6. Balance. Have you ever eaten the same meal over and over again because you liked it so much and then eventually you just got plain sick of it? Striking the balance of how much and how often you do things can help to provide a sense of enjoyment in what ever you do. Even if what you are doing is hard, you can still find that spark of warmth when you enter your space to run your business, make that art, do that workout, etc. For example, when it comes to writing, I write a LOT. What helps me stay fresh is that I like to write about different things that mean something to me. I also like to balance my writing with art and aerial yoga.
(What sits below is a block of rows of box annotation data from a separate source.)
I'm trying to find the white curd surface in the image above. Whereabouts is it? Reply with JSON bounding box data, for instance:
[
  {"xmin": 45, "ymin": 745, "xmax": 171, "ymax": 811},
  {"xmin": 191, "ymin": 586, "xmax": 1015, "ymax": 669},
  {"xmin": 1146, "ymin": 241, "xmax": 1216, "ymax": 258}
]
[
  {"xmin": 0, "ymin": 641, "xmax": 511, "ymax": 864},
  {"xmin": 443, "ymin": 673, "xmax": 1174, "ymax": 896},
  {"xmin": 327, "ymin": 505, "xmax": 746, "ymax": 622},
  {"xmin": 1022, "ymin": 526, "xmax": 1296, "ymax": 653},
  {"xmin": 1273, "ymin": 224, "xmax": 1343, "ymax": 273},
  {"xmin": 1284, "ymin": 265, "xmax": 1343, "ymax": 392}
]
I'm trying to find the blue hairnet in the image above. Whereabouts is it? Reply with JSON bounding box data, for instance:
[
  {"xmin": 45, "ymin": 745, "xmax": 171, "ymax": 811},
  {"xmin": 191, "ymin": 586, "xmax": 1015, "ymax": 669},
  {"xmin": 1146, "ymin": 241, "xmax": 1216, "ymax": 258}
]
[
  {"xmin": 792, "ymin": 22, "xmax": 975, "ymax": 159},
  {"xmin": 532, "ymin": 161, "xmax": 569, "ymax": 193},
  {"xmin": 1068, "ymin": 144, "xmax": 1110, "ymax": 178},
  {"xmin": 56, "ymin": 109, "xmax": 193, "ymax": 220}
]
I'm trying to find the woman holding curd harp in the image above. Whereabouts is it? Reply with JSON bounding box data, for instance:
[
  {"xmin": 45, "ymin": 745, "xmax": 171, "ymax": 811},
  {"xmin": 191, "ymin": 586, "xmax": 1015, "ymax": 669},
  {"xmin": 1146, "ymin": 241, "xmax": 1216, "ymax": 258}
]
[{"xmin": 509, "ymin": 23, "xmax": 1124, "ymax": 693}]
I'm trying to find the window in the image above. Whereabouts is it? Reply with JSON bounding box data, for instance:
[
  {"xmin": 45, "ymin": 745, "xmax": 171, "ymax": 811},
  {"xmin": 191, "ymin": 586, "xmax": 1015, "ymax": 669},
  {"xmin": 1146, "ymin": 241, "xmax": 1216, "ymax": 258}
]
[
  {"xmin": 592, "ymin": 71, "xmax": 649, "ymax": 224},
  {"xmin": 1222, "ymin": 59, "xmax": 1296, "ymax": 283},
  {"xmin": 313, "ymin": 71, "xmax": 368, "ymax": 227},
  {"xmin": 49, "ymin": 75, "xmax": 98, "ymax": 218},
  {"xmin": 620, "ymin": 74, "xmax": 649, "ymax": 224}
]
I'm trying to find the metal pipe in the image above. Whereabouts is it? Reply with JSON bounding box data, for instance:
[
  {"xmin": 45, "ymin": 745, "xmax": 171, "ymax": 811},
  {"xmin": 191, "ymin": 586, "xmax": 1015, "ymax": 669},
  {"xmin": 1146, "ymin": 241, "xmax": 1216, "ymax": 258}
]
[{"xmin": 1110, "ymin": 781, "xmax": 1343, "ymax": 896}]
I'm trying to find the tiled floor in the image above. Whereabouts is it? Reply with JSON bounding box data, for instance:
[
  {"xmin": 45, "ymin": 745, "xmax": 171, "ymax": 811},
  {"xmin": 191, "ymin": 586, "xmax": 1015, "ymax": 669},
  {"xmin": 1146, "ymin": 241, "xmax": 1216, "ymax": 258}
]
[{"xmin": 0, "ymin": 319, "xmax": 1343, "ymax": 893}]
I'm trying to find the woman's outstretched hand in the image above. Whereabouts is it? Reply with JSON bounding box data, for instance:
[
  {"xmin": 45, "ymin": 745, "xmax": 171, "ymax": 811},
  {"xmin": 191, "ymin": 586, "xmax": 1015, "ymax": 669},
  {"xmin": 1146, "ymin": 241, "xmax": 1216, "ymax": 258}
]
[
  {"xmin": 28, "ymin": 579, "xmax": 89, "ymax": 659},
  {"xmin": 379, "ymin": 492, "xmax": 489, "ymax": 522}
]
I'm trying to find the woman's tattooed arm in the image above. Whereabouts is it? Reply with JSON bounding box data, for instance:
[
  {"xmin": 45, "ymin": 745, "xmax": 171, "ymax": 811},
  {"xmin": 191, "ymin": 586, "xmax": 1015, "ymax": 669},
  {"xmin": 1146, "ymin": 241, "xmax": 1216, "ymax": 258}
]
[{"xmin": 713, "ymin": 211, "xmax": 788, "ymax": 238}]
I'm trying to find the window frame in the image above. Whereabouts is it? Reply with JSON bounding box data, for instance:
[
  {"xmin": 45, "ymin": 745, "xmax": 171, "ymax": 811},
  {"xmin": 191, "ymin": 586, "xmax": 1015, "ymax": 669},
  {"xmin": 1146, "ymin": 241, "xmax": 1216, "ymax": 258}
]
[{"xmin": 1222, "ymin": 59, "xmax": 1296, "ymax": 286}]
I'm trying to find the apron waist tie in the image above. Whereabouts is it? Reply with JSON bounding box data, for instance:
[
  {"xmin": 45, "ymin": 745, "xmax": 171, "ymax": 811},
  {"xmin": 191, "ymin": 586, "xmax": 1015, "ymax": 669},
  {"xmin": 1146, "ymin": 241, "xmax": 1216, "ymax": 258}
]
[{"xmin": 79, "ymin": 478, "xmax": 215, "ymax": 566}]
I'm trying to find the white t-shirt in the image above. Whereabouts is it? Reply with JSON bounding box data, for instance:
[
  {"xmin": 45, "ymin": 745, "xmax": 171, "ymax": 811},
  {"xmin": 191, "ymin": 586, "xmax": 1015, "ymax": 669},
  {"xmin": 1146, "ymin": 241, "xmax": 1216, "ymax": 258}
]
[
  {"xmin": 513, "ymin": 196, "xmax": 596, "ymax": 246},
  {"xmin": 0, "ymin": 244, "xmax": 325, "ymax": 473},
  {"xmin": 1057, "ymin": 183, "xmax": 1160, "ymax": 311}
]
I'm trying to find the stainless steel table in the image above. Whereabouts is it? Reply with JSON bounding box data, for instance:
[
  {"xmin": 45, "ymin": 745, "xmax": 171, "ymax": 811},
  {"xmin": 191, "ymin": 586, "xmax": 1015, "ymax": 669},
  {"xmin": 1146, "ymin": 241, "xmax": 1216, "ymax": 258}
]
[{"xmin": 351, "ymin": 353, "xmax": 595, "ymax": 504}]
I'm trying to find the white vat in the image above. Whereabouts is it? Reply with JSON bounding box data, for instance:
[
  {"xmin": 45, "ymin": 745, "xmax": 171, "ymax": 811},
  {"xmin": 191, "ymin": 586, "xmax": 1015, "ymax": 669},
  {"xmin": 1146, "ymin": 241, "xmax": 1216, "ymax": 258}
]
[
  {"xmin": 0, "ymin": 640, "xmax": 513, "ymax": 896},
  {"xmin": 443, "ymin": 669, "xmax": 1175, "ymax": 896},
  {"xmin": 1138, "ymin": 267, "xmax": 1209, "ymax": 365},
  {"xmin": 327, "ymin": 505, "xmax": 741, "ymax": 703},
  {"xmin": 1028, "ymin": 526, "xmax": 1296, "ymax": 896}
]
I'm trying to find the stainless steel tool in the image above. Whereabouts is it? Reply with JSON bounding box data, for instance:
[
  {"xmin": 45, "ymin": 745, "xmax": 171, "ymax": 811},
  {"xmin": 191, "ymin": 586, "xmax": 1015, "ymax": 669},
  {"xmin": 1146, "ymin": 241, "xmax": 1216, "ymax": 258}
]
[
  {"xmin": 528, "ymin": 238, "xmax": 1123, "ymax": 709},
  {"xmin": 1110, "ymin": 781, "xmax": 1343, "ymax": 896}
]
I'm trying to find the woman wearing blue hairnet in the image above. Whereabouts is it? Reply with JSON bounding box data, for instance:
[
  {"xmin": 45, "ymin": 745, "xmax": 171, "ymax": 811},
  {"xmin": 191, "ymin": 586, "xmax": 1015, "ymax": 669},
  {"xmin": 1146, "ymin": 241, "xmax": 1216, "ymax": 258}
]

Bringing all the things that I love together in some sort of harmony. I have things I do that are more active, and I have things that I do that are more passive. It’s nice to have an arrangement of different kinds of things you do.
7. Stop trying to monetize everything. If you are in the US, you live in a highly capitalistic society that pushes exponential growth. We can be called to monetize every moment to maximize the amount of income we can be making. Know that some things should just be special for you, some things do not need to live up to an expectation: it just needs to bring you joy.
8. Rid yourself of expectation and just live life according to you. I think it’s really easy to say ‘be yourself’, it’s much more challenging to actually be yourself and live authentically. When you look at your expectations and your ‘must haves’ ask yourself are these actually obtainable in the time span I’ve allotted? Regardless of the answer, is the pace that I am going at helping or hurting me? Am I doing this because I want to or am I doing this because I feel forced to? What is it that I need to drop in order for me to show up fully in the areas of my life I want to show up for? This may not even mean dropping a particular task, but maybe just the mental framework you have of it. Are you doing something because you want to or are you doing it to meet someone else’s expectation.